Informam-nos que as empresas
têm alma, o que é efetivamente a
notícia mais aterradora do mundo. O marketing é agora o instrumento de controle social e forma
a raça impudente de nossos senhores".
A aguda percepção de Deleuze
sobre as transformações de fundo
no capitalismo contemporâneo
impõe-se com tamanha força durante a leitura de "Sem Logo" que
parece quase impossível não ver
boa parte do livro como sua involuntária ilustração. Isso, porém,
não diminui em nada o mérito do
trabalho de Naomi Klein, publicado dez anos depois -até porque
ao panorama da expansão estratégica das marcas ela contrapõe a
disseminação das lutas que se desenvolveram durante toda a década contra as corporações e que
ainda não haviam despontado no
cenário político internacional
quando o filósofo escreveu o texto
acima.
Trata-se de um livro militante,
escrito em linguagem jornalística,
que deve ser lido na esteira do
movimento antiglobalização,
portanto à luz das revoltas de
Seattle, Montreal, Washington,
Gênova e das reuniões do Fórum
Social Mundial de Porto Alegre.
Como esclarece a autora, na
"Introdução": "O título "Sem Logo" não deve ser interpretado como um slogan literal (como em
"Chega de Logomarcas!") ou como um logo pós-logo (já existe
uma linha de roupas "No Logo",
ou assim me disseram). Em vez
disso, é uma tentativa de apreender uma atitude anticorporação
que vejo surgir em muitos jovens
militantes. Este livro apóia-se em
uma hipótese simples: quando
mais pessoas descobrirem os segredos das grifes da teia logo-mundial, a revolta estimulará o
próximo grande movimento político, uma grande onda de oposição dirigida contra corporações
transnacionais, particularmente
aquelas com marcas muito conhecidas".
Agentes de significado
A jornalista canadense concebeu seu livro em quatro blocos:
"Sem Espaço", "Sem Opções",
"Sem Empregos" e... "Sem Logo".
Os três primeiros descrevem criticamente a formação de uma rede
tentacular de marcas que ambiciona colonizar o planeta, conquistando os corações e as mentes
por meio de sua onipresença e valorização incessante; o último
procura mapear as manifestações
que, nascendo nos "campi" e nas
comunidades, nas ruas ou na cena cultural, nos tribunais ou na
internet, no Primeiro ou no Terceiro mundos, fizeram da rebeldia contra as marcas e da atitude
anticorporação o vetor de expressão da resistência à globalização
neoliberal. Como se Klein pretendesse primeiro nos fazer ver a força específica do capitalismo na
era do marketing, para depois esboçar as linhas de contra-ataque.

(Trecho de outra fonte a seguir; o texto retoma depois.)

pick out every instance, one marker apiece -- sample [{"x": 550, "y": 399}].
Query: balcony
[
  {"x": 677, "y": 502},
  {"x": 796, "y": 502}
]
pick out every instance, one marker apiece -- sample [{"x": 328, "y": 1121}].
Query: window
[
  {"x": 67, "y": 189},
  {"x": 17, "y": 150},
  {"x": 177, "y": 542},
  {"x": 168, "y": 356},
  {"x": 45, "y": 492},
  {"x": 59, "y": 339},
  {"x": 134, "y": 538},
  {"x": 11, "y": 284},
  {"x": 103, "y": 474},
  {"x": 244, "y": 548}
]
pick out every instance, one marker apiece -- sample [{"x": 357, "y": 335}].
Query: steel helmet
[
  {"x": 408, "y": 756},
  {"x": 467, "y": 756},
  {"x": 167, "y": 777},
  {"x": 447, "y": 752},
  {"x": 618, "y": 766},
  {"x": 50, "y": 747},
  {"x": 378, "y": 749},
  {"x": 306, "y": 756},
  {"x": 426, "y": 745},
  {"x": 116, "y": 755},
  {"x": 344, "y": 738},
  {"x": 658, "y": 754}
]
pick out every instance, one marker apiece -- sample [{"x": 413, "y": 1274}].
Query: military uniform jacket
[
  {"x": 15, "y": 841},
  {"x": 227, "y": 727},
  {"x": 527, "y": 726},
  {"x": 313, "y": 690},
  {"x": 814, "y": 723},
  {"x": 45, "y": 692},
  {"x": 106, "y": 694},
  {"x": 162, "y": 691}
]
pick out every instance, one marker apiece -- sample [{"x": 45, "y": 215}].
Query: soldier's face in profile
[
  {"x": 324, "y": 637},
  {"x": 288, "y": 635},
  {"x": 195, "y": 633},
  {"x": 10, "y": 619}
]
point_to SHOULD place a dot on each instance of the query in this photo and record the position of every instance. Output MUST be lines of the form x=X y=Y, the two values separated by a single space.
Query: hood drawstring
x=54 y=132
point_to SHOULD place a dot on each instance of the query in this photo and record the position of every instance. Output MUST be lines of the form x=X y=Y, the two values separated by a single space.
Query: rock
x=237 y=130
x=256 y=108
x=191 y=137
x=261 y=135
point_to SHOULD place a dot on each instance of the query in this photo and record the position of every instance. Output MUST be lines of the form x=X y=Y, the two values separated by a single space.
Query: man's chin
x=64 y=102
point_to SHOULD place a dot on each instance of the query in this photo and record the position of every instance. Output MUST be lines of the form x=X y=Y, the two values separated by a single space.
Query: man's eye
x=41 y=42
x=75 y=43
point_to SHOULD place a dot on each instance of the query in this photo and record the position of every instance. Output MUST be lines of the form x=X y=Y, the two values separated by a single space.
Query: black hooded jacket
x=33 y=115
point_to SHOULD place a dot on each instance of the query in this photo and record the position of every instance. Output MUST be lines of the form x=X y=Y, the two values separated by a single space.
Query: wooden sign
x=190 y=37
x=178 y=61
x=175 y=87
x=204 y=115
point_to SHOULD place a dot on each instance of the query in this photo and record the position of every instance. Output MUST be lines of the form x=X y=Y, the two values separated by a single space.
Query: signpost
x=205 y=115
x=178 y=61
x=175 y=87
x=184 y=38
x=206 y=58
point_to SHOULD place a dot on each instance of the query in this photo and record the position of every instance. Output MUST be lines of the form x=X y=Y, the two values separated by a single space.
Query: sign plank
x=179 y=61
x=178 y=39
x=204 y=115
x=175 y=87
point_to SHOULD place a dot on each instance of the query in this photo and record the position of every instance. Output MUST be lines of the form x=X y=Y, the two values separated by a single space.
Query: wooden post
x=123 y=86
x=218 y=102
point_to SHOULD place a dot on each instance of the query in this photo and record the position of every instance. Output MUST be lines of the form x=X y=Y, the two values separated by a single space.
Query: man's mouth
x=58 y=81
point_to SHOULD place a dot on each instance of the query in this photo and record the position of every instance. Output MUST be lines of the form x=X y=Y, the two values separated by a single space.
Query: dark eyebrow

Vamos, porém, por partes. Os
capítulos de "Sem Espaço" narram o deslocamento de foco da
fábrica para a empresa, da fabricação para a promoção de vendas
e principalmente das coisas-produtos para as imagens de marca.
Vários autores já apontaram a importância socioeconômica desse
processo de "desmaterialização"
e dele tiraram as mais variadas
conclusões. Aqui, entretanto, interessa saber como a Reebok, a
Disney, a Levi's, a Calvin Klein ou
a Body-Shop passam de fabricantes de produtos a "agentes de significado", já que o "branding"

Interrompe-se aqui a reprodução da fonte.